Se os atributos de Deus são indivisíveis, a apreensão viva de Sua soberania e onisciência — seja no redemoinho de Jó, seja na iluminação interior que o Espírito Santo opera no crente — é, por si só, a garantia suficiente de Sua perfeita justiça. A fé não exige um inventário detalhado de razões divinas; ela descansa na certeza de que o Deus que tudo sabe e tudo governa não pode, por definição, agir de forma injusta.

A Rendição Imediata: Um Indício Revelador

Jó passou os capítulos 3 a 31 exigindo um processo — chegou a formular, no capítulo 31, um juramento de inocência que funciona quase como uma intimação judicial a Deus, exigindo resposta: "ordenarei perante ele a minha causa, e encherei a minha boca de argumentos" (23:4). Esse é o Jó que espera uma explicação discursiva, um dia no tribunal.

Quando Deus finalmente aparece, não entrega nada disso — nenhuma explicação sobre o motivo do sofrimento, apenas perguntas que Jó não pode responder.

E a reação de Jó não é frustração, nem a insistência renovada que 35 capítulos de argumentação fariam esperar. É rendição imediata: "Eis que sou vil; que te responderia eu? A minha mão ponho na minha boca" (40:4). No segundo discurso, a rendição se aprofunda: "Sei que tudo podes... Por isso me abomino e me arrependo" (42:2-6).

Vale precisar aqui uma distinção que evita confundir duas coisas diferentes. A falta de acesso à causalidade celestial — a disputa do conselho, invisível a Jó — explica por que ele concluiu errado sobre a justiça de Deus: essa é a origem do erro, e permanece verdadeira. Mas essa mesma informação ausente não é o que precisava ser fornecido para que a crise de Jó terminasse — e é isso que sua rendição imediata revela.

A presença de Deus, sem explicação nenhuma, é suficiente para resolver o que nenhum argumento conseguia resolver ao longo de todo o livro.

Há, portanto, uma assimetria: a informação ausente foi suficiente para causar o erro de Jó, mas não foi necessária para curá-lo. O que cura é outra coisa — presença, não dado.

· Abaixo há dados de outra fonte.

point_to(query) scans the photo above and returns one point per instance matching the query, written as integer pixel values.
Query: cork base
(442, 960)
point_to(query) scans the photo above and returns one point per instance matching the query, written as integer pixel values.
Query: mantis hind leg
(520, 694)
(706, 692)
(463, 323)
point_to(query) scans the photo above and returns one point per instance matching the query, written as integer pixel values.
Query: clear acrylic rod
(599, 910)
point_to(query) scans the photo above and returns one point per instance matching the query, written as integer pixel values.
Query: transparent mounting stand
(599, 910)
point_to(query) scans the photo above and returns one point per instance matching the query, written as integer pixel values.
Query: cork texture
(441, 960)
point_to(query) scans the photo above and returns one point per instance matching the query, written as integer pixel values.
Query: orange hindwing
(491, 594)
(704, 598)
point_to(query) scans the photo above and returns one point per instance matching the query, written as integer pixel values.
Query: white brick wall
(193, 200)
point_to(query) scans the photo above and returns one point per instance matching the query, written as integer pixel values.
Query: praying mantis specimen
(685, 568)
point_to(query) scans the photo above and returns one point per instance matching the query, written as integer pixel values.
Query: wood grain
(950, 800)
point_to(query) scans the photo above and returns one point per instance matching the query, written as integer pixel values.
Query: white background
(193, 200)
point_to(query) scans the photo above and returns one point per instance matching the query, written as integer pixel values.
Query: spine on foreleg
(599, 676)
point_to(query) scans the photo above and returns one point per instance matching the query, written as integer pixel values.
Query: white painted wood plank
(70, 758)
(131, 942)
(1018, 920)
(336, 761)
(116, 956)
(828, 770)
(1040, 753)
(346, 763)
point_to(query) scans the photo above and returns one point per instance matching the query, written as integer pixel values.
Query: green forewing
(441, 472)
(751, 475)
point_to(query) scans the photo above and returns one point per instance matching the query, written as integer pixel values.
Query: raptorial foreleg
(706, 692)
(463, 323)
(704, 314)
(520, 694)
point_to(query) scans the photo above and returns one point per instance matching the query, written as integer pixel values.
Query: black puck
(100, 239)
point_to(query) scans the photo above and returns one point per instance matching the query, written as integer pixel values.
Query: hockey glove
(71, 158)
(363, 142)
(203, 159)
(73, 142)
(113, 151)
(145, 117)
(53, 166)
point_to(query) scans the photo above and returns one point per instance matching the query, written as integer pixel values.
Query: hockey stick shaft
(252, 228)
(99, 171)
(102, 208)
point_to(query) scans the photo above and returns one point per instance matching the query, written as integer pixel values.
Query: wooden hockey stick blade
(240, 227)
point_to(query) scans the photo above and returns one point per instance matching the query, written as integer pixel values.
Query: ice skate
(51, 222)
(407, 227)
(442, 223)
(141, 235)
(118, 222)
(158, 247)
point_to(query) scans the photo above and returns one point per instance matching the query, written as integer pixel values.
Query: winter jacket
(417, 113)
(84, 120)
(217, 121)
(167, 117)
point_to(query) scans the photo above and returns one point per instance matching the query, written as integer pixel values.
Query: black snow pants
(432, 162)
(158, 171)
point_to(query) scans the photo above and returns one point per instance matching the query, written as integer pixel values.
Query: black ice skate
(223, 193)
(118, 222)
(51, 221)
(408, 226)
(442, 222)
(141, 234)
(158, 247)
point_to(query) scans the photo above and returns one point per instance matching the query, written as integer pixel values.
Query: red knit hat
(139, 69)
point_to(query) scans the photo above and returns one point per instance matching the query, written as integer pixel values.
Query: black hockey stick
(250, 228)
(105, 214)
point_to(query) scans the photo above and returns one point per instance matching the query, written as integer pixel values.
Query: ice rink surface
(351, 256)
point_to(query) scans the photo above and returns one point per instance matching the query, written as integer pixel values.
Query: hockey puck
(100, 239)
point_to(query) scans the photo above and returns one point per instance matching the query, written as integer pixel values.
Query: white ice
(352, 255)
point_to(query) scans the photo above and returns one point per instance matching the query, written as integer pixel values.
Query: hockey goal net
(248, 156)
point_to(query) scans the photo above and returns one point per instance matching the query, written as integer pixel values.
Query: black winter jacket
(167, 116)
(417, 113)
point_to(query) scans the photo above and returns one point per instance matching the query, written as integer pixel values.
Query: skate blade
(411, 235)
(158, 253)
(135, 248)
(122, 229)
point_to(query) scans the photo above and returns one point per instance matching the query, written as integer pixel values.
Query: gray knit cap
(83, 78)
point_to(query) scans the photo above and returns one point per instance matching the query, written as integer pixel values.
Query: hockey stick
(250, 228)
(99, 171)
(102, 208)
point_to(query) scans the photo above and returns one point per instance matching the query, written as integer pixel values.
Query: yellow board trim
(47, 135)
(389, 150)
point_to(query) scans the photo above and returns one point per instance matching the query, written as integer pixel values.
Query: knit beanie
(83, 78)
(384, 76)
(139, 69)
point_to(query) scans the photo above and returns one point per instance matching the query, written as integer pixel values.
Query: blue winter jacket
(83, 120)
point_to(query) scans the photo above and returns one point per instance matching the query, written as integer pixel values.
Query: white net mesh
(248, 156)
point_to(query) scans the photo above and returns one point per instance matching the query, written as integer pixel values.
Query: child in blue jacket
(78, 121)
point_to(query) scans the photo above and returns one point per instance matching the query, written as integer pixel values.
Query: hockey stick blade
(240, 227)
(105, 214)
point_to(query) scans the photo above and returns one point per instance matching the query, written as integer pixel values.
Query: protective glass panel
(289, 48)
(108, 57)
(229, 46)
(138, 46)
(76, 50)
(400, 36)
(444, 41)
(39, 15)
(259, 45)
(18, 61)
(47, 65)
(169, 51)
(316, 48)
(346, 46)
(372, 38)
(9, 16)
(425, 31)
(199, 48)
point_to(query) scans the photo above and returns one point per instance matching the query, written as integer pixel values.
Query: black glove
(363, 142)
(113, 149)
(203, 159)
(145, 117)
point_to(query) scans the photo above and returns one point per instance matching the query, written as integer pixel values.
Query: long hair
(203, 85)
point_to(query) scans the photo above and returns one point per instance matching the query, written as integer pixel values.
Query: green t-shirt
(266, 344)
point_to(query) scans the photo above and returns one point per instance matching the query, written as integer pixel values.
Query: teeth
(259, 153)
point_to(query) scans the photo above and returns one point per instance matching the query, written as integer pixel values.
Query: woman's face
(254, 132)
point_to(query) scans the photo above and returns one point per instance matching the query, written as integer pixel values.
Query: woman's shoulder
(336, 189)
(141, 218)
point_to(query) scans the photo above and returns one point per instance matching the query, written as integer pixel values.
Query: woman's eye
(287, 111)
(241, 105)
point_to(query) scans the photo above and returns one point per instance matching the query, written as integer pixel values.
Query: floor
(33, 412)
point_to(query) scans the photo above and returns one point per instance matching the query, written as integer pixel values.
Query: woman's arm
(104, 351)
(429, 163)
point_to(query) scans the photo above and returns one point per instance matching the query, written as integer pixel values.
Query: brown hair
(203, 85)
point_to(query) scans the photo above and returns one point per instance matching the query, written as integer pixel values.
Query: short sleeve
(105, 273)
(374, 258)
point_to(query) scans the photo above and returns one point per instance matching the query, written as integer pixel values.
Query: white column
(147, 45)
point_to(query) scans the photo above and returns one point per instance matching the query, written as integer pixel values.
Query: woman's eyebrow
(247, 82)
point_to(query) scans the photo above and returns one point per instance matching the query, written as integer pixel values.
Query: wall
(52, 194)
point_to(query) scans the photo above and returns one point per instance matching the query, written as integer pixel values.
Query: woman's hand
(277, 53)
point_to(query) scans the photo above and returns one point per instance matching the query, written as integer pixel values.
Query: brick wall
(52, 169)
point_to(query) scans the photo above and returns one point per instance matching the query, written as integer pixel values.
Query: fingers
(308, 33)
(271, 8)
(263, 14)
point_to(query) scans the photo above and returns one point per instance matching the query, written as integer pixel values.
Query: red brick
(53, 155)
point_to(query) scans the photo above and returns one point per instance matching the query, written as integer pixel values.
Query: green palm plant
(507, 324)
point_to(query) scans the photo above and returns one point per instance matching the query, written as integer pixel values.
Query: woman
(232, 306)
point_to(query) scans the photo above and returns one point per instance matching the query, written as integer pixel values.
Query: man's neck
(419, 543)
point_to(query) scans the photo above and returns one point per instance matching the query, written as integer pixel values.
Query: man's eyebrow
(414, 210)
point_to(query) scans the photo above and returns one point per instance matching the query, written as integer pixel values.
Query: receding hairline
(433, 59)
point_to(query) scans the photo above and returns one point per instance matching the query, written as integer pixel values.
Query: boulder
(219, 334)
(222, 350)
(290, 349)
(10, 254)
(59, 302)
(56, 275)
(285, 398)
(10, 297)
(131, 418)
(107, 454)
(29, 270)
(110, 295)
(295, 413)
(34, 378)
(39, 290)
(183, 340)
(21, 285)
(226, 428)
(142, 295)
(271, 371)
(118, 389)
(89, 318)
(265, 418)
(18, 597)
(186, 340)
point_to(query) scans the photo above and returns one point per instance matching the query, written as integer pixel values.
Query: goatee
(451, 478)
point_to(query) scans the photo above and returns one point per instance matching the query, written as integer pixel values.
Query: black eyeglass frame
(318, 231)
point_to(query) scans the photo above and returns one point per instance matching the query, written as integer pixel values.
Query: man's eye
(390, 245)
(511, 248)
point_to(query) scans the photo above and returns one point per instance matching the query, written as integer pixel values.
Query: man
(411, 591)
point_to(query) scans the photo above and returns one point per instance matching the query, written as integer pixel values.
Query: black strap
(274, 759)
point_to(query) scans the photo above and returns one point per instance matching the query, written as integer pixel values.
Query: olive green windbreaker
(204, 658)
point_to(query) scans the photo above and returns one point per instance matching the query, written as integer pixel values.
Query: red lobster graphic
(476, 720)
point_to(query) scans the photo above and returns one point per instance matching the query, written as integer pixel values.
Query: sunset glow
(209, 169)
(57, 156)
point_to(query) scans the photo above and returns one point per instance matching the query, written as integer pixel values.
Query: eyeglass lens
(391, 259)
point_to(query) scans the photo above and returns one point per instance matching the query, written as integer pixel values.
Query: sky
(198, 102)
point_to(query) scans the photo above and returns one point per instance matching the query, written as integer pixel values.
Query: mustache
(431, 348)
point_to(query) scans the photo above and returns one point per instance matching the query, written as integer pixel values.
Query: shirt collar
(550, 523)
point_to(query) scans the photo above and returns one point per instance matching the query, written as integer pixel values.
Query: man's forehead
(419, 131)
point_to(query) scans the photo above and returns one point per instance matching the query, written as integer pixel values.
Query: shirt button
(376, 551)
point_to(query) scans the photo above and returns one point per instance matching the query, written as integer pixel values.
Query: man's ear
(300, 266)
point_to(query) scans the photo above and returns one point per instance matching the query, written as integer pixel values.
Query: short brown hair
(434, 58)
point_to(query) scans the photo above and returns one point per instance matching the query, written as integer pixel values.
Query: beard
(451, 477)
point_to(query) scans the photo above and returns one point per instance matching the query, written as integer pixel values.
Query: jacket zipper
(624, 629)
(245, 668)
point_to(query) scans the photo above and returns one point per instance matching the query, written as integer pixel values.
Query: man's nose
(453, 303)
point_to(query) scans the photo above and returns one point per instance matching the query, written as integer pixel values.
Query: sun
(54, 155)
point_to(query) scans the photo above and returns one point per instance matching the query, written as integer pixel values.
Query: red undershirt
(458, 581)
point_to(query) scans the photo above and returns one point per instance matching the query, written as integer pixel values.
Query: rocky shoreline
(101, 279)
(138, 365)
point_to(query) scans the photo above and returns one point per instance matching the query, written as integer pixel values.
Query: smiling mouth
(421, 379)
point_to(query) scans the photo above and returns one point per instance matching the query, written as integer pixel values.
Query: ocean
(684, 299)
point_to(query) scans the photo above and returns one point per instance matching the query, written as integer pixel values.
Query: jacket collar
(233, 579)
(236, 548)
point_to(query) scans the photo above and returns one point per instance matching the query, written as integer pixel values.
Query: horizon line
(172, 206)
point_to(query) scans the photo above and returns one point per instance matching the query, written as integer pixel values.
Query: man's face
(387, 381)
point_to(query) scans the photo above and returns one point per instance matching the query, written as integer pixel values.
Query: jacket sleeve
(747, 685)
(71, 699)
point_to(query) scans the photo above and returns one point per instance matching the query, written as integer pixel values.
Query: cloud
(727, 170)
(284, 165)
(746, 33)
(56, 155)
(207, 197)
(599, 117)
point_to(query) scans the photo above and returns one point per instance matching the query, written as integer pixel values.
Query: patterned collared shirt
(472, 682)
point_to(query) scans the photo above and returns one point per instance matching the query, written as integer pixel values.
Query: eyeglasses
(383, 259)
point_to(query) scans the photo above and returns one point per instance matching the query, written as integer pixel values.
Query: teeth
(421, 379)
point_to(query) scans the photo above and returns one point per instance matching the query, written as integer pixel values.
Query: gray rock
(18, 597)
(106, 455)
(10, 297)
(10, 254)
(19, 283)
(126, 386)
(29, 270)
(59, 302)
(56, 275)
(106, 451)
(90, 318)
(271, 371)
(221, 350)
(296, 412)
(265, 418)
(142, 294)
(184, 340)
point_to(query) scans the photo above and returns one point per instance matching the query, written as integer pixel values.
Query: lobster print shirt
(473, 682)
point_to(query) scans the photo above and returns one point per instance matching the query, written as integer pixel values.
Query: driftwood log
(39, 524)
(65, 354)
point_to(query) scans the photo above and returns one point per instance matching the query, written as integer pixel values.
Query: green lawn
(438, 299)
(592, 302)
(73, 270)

Não se trata de uma deficiência na relação prévia de Jó com Deus — o livro é explícito ao contrário disso. Deus chama Jó de "meu servo" cinco vezes só no capítulo 42, a designação mais honrosa concedida a qualquer pessoa em contato direto com Deus no Antigo Testamento.

Jó 1:1 e 1:8 já o descrevem, por veredito divino, como reto e temente a Deus, e ele ora com regularidade, inclusive por precaução em favor dos filhos (1:5).

Não há no livro nenhuma indicação de que Jó fosse espiritualmente distante — ao contrário, sua angústia só é tão intensa porque nasce de um vínculo real e próximo — a dor e o clamor dirigidos a Deus, em si, nunca são repreendidos no livro.

O que a repreensão de 40:8 alcança não é o lamento, mas a conclusão a que ele chegou: a extrapolação de 'sofro imerecidamente' para 'logo, Deus administra a justiça de forma injusta'.

A soberania revelada nos discursos do redemoinho não substitui a justiça de Deus — ela é o modo de acesso a uma justiça que opera além do alcance epistêmico da criatura, mas que está sustentada, nos bastidores da narrativa que Jó não vê e o leitor vê, por uma razão real e justa para a permissão do sofrimento.

Por isso, o arrependimento de Jó em 42:1-6 é a dissolução da necessidade de veredito diante do encontro direto com Aquele cujo caráter — justo e santo por definição, e não por demonstração — já responde, em sua própria pessoa, à pergunta que Jó nem sabia que estava fazendo de forma errada.